Oh well, the first time I kissed him he turned into a frog.
There he is, just by your foot. His name’s Anton. (47)
This quote is cold, sinister. It suggests that the princess has become just as evil as her husband was. It continues the theme that the princesses ought to fight against their evil circumstances with evil tactics. Indeed, it is the second princess who says that she “had a moment’s regret, and continued” as if she knew that what she was doing was not right, was not warranted, but she does not stop (44). The princesses are fighting against evil, but they have become evil themselves, so why should we sympathize with them? Why should we advocate for their behavior? Is it not just as bad as the behavior against which they are so opposed?
Ultimately, neither party is worthy of admiration because both the princesses and their husbands are in the same moral condition. This is most clearly displayed by the tale of the ninth princess who was chained to the bed and chained when she rode her horse and who had to hang at her husband’s arm and feed at his hand (50). One night in June, she “flew off his wrist and tore his liver from his body, and bit [her] chain in pieces and left him on the bed with his eyes open” (51). It is hard to choose which person behaves more despicably. I suppose that the argument could be made that her husband is worthy of greater blame than she is because he instigated horrid behaviors without reason while she was merely reacting to her circumstances. But when it is such an evil, such an immoral, such an unspeakable act, does motive matter? Certainly, it makes the crime more understandable, but not more justifiable. But I would argue that the behavior of this princess is just as bad as the behavior of her husband and as such, it is not commendable, it is not justifiable, it should not be hailed as a courageous struggle against oppression and patriarchy. If their behaviors are at the same place on a spectrum of morality and her husband’s behavior is not acceptable, her behavior is assuredly not acceptable either. To admire this princess’s conduct would be grossly inconsistent because it would mean that one admires in the princess what one despises in her husband.
The validity of Winterson’s idea - that women must combat the evilness of oppression with which they are surrounded and that they take an active role in expressing their autonomy by resisting the repression of their husbands who are so ingrained in a patriarchal system that they know no other way to behave - is completely negated by the fact that she demonstrates this struggle as a violent war, a war in which one must meet evil with more evil. She contradicts herself. On the one hand, she presents the oppressive, unfaithful, and sometimes, violent men as evil, abominable, as a force against which the princesses ought not give in, but ought instead to endeavor actively to combat these men.

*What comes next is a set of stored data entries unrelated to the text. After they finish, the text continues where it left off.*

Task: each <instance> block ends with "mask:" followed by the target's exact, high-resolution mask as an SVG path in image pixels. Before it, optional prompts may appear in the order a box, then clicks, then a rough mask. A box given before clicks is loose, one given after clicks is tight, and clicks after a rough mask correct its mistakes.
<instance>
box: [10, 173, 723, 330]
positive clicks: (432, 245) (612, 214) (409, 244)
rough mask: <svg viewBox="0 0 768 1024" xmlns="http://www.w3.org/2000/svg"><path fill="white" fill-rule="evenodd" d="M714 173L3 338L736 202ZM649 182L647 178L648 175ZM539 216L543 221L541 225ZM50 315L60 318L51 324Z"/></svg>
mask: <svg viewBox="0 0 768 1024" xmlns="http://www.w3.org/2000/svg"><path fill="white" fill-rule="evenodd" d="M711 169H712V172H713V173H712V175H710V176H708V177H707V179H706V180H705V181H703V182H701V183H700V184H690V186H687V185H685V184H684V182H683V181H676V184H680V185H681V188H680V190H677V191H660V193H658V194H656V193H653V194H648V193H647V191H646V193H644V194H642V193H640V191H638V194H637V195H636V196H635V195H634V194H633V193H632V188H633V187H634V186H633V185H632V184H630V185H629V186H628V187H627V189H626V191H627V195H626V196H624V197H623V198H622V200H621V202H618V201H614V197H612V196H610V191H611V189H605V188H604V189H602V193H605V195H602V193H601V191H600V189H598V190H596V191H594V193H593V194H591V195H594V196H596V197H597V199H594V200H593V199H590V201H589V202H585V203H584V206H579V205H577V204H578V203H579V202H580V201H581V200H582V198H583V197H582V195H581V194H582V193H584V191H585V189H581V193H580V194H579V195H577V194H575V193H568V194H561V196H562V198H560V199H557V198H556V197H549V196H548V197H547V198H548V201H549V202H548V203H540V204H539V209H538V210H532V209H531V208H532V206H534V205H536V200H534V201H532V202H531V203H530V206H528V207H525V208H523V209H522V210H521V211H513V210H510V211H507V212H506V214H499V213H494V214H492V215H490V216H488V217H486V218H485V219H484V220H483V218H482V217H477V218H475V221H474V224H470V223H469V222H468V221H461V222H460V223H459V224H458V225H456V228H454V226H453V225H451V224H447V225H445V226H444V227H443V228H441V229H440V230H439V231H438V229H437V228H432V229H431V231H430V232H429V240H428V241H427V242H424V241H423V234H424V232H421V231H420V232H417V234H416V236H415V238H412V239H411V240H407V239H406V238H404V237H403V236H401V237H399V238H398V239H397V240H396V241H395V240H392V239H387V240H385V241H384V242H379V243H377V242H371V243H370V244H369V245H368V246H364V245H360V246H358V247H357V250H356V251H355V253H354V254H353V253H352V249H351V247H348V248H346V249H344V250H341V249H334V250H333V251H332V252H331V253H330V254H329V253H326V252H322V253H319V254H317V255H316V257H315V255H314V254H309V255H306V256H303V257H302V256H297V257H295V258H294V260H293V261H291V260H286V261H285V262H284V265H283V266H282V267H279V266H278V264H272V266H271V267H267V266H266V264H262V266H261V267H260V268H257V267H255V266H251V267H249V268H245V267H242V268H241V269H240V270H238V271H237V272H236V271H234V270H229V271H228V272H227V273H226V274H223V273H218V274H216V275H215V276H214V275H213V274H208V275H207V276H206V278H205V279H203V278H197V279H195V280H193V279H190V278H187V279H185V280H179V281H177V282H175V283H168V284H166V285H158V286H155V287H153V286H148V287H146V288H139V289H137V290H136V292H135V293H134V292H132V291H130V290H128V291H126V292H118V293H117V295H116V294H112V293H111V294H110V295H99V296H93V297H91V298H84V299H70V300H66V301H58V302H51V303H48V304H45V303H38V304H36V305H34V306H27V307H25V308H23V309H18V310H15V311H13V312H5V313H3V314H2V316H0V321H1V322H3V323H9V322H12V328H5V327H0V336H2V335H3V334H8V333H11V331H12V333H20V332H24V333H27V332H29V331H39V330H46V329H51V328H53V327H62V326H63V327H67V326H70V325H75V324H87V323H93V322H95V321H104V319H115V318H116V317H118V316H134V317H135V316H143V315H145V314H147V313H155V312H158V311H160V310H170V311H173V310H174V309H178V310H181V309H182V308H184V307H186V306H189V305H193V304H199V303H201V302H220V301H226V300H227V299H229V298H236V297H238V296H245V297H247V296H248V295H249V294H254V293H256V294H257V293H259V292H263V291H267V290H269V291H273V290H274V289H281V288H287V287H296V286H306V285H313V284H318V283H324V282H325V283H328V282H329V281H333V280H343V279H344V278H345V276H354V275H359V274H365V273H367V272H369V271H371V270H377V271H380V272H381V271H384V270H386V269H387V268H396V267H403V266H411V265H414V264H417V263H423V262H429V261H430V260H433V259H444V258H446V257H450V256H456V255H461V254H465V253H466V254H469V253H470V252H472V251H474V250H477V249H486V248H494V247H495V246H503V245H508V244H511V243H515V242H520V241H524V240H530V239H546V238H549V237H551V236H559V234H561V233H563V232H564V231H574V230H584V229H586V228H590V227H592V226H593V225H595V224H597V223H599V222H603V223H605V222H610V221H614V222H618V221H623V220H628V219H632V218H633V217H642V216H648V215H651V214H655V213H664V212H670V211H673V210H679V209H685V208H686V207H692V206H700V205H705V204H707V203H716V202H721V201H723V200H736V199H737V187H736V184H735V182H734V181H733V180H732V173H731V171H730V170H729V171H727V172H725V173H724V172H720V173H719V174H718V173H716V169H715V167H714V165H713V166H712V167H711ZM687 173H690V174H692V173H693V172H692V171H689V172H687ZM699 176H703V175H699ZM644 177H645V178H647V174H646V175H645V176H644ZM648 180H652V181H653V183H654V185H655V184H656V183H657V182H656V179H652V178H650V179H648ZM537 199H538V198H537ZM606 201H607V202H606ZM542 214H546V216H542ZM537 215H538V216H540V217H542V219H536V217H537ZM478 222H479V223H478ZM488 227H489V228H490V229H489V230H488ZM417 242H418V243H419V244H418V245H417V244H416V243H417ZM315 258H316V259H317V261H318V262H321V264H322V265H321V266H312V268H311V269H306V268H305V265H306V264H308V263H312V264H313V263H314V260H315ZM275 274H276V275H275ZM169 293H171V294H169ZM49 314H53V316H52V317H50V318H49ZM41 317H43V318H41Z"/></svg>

But on the other hand, she portrays the violent and cruel women who commit murderous acts as commendable, as people who fight bravely against injustice. The problem is that this suggests that murder of the oppressor is the only way to combat oppression. This is ultimately what renders Winterson’s argument unsuccessful - it suggests only one way, and an evil way at that, to break free of patriarchal constraints, but life is not so one-dimensional. Life is complexity and the fight against oppression is no exception.
Works Cited
Winterson, Jeanette. Sexing the Cherry. New York: Grove Press, 1989. Print.